The usage of fundamental analysis in stock trading is a point of debate among many investors and traders. Some question the efficiency of its usage, as well as its effectiveness.
However, there is no denying that many successful investors and stock traders achieved their success in part by the use fundamental analysis.
What is Fundamental Trading?
The fundamental way of valuing a company is gotten by the usage of an in-depth study of the economy, the industry, and the company itself.
The goal of the trader in using this strategy is to know the next developments in the market as well as the company’s stock’s intrinsic or true value.
For the trader, the trick is to find which stocks are under- or overvalued. With a successful analysis, the trader will find investment opportunities that have not yet been recognized by the market as a whole. This uncovering can then help the trader to make an investment that reaps profits.
The trader can study the current economic environment at which the company operates. This operation includes analyzing local and international events that can affect the business and the company’s stock price.
It would help the trader to study:
- Any regional conflicts
- Macroeconomic factors that could affect the company’s pricing structure
- Interest rates
- Industry outlook
- Disruptive events or factors that could adversely impact the niche of the company
After studying the larger economy in which the company operates, the next step is to turn the focus into the company itself.
The trader needs to have a clear understanding of the company’s business model, which is also the way the company makes money.
To do this, the trader needs to review the company’s financial statements. He or she also has to examine the cash flow statements, income statements, and balance sheets of the company.
In this process, the primary goal is to find clear signs of growth. At the same time, it’s wise to look for signs that the company’s management is effective.
Lastly, the trader needs to find the company’s competitive advantage, if any, and see whether it could propel the company into profitability and stock price appreciation.
Another very crucial step in fundamental trading is the analysis of the company’s competitor. In doing this, the trader needs to analyze competing businesses in the way that he or she analyzed the company in which he or she plans to invest.

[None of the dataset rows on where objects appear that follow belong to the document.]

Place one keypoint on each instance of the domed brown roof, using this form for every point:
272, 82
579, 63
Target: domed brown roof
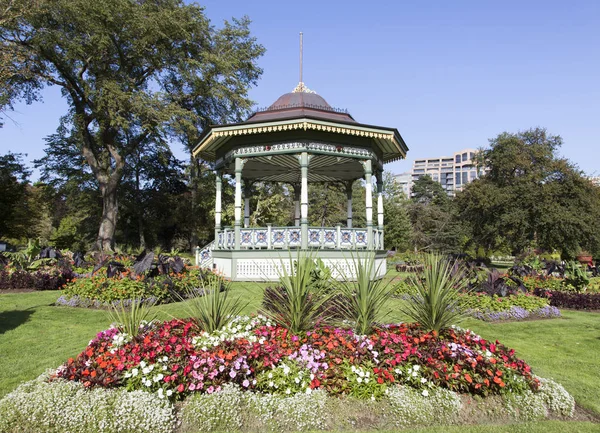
300, 103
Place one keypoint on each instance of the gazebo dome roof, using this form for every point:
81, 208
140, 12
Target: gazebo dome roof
301, 102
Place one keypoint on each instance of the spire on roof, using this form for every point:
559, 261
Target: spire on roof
301, 88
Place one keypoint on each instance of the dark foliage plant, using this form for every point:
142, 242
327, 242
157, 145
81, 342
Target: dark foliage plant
575, 301
498, 284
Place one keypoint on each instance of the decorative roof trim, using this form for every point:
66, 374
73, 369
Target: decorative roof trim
248, 129
301, 88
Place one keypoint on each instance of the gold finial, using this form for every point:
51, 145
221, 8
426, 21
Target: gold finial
301, 48
301, 88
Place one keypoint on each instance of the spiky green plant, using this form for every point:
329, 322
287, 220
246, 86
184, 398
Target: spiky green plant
436, 304
130, 319
211, 305
363, 297
298, 304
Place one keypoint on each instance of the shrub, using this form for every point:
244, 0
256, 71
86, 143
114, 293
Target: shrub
516, 313
363, 299
221, 411
485, 303
104, 289
576, 301
436, 306
298, 304
211, 306
132, 318
62, 406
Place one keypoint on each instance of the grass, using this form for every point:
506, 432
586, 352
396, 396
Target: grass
35, 336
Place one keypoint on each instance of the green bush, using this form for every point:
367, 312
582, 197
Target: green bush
483, 302
101, 288
436, 305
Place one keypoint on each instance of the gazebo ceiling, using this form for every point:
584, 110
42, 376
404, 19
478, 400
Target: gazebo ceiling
301, 115
285, 168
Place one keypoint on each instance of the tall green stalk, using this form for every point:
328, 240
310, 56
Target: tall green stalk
436, 305
298, 305
130, 320
363, 298
210, 304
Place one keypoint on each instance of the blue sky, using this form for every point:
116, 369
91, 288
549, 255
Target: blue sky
446, 74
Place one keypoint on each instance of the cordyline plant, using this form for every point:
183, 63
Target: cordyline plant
436, 305
210, 304
363, 297
298, 304
131, 318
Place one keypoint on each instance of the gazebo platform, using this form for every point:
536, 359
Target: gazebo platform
265, 251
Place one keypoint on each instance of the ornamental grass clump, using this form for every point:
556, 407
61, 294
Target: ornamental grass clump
363, 299
436, 305
299, 304
131, 317
211, 305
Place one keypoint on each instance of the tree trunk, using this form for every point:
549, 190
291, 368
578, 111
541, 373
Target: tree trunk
194, 174
108, 223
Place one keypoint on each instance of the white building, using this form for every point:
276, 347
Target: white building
405, 181
453, 172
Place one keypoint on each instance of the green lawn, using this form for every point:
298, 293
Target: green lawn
35, 335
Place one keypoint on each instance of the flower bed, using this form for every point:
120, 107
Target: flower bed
44, 279
99, 290
252, 375
512, 307
576, 301
175, 360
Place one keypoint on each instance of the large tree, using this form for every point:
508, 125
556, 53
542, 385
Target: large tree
531, 197
115, 61
13, 193
433, 217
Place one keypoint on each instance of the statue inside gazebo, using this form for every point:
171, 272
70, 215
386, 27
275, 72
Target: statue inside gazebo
297, 140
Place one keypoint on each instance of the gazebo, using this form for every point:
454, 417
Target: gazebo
297, 140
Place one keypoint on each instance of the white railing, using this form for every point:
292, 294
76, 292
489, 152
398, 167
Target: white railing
272, 238
204, 255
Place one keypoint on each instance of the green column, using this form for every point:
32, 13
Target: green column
219, 186
239, 164
304, 199
369, 202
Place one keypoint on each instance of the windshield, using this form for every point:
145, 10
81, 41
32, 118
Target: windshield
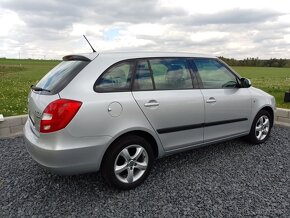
56, 79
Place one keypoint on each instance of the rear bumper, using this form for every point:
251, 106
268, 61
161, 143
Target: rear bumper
64, 154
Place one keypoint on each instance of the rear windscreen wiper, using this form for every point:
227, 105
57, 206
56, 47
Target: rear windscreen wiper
38, 89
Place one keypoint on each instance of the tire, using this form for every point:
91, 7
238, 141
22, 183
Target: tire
261, 128
127, 162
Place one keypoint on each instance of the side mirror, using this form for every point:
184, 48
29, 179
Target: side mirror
246, 83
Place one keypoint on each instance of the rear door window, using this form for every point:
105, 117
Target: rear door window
56, 79
215, 75
162, 74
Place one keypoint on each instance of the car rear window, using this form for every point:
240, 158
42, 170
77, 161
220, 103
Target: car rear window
58, 78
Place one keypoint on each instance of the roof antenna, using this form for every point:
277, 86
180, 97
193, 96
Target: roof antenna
89, 43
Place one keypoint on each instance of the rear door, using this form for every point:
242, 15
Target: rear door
227, 106
166, 92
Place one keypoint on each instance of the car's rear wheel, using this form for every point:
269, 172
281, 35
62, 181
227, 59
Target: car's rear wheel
127, 162
261, 128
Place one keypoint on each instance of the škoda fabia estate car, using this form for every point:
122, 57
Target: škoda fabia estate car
117, 112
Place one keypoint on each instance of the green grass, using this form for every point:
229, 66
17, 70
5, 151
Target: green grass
16, 77
275, 81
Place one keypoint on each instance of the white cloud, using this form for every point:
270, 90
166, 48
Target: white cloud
237, 29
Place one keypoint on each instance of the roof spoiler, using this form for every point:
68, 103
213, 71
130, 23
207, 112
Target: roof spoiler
75, 58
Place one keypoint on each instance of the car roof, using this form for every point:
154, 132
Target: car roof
131, 55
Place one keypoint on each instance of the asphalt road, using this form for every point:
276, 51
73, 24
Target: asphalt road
232, 179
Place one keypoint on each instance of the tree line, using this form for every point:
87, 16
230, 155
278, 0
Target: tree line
256, 62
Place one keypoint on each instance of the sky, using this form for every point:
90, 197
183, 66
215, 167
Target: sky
238, 29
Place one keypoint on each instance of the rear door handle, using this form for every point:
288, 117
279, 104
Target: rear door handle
211, 100
151, 104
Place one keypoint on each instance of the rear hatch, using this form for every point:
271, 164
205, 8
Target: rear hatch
47, 89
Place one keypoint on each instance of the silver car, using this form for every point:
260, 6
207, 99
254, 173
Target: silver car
117, 112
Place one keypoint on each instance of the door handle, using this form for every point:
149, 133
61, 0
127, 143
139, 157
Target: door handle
211, 100
151, 104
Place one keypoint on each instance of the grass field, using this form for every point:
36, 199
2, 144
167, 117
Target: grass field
16, 77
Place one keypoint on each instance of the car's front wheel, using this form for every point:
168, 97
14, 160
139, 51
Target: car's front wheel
127, 162
261, 128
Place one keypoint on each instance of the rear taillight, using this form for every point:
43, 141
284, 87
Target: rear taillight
58, 114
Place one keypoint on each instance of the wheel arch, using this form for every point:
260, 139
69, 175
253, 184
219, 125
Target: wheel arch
147, 136
270, 111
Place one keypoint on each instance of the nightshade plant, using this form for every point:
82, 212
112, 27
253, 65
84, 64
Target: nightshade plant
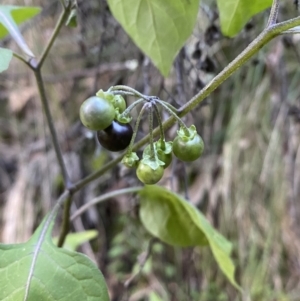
39, 270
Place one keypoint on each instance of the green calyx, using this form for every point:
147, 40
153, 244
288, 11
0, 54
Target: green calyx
130, 160
162, 150
192, 132
153, 163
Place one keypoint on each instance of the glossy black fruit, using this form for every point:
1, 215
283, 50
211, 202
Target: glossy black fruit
116, 137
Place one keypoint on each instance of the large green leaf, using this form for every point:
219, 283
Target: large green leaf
38, 270
11, 17
74, 240
158, 27
5, 58
234, 14
172, 219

The trader needs to compare his or her findings for both the target company and its competitors. Afterward, he or she will rank all of the potential investments he or she could make.
In this process, the trader gains a lot of advantages. He or she will be able to see if the company is a better investment than the others, or if the opposite is true.
Sometimes, the competitors are winning the game for good reasons. Or maybe, the underdog has a great potential to become the champion in a couple of months or years.
Lastly, the trader may even find out that none of these companies are worth investing in, so he or she can move on to the next opportunity.